Das karmesinrote Blütenblatt

Schillerndes Leben einer Prostituierten in London 1874

Wenn Michael Faber mich als Leser an seine Hand nimmt, fühle ich mich ähnlich wie Ebeneza Scrooge mit seinen drei Weihnachtsgeistern. Unsichtbar und geräuschlos folge ich meinem Erzähler durch das London des Jahres 1874, stets der interessantesten Person hinterher – wer oder was von Wichtigkeit ist, bestimmt natürlich mein Stadt-Führer und weist mich stets zurecht, wenn ich mal wieder der »falschen Hure hinterhergaffe« oder »unverwandt auf den Schoß« des Hauptprotagonisten William Rackham »starre«.

Pass auf, wo du hintrittst! Du musst einen klaren Kopf behalten, wirst ihn noch brauchen. Die Stadt, in die ich dich bringe, ist riesengroß und labyrinthisch, und du bist hier noch nie gewesen …

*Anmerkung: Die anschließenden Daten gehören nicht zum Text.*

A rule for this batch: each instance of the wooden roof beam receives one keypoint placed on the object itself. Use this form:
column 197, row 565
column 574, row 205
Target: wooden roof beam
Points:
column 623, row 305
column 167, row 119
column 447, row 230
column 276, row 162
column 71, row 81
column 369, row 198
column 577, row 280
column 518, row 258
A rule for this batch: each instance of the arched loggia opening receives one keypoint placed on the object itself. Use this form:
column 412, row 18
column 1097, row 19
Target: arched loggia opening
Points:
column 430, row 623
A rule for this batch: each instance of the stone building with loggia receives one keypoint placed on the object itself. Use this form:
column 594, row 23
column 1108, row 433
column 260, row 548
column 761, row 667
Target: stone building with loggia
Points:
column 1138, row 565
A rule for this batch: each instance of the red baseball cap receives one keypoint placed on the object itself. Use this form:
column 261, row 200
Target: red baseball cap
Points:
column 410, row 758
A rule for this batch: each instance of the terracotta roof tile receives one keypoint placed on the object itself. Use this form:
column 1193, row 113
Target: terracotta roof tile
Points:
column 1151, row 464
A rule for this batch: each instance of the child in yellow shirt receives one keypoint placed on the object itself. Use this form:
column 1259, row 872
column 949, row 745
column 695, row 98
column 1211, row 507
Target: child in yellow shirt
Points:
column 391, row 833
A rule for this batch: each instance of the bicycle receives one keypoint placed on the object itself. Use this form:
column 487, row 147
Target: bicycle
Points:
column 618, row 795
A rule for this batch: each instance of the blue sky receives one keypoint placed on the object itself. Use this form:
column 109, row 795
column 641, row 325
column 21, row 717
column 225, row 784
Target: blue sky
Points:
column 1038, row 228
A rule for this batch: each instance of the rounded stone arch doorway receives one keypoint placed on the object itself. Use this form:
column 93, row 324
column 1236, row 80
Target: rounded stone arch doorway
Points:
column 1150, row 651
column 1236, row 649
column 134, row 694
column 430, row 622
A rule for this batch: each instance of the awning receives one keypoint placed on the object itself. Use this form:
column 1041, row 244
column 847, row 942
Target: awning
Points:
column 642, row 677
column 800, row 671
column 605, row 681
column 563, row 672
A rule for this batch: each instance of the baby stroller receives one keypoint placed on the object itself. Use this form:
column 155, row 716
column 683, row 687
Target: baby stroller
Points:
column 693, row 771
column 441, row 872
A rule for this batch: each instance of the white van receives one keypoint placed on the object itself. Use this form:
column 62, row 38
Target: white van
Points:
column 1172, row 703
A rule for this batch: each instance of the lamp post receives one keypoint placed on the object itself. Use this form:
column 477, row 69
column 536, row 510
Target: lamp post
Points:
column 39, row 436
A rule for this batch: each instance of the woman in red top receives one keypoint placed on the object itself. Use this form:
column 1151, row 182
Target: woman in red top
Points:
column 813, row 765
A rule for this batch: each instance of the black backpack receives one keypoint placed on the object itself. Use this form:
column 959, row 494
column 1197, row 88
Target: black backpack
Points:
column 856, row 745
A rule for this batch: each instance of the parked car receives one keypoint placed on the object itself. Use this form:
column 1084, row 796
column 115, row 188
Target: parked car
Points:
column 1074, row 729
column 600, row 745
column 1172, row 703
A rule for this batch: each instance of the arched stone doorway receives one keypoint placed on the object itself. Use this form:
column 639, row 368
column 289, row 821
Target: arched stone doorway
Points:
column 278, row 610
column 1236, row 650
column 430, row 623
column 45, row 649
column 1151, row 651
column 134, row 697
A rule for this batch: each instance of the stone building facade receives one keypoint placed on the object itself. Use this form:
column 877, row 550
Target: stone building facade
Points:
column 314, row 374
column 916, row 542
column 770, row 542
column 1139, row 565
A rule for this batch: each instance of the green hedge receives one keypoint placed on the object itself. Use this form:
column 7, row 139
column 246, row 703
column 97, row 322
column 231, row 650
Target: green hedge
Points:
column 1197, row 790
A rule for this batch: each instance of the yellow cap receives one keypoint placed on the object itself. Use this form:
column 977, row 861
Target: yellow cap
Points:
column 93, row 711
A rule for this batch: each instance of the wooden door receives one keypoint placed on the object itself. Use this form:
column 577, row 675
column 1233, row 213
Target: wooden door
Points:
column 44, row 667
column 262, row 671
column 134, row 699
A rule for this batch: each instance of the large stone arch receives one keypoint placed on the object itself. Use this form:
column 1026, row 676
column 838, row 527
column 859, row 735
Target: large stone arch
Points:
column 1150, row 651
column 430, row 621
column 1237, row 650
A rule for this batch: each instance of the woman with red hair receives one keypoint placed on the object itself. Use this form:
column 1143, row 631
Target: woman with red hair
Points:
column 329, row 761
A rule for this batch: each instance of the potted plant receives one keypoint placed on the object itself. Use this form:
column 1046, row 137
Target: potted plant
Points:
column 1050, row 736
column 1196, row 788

So führt uns die Hure Caroline direkt zu Sugar, von Beruf ebenfalls Prostituierte, sowohl intellektuell als auch gebildet. Den Männern gefällt das – Sugar ist begehrt. Dieser gute Ruf erreicht auch den Erben eines Parfümimperiums, William Rackham. Bald schon ist er ihr restlos verfallen und will sie ganz für sich haben. So steigt Sugar, als Rackham zu einem der erfolgreichsten Unternehmer der Stadt wird, mit ihm auf. Doch sie erträgt die »Fesseln des bürgerlichen Lebens« nicht lange …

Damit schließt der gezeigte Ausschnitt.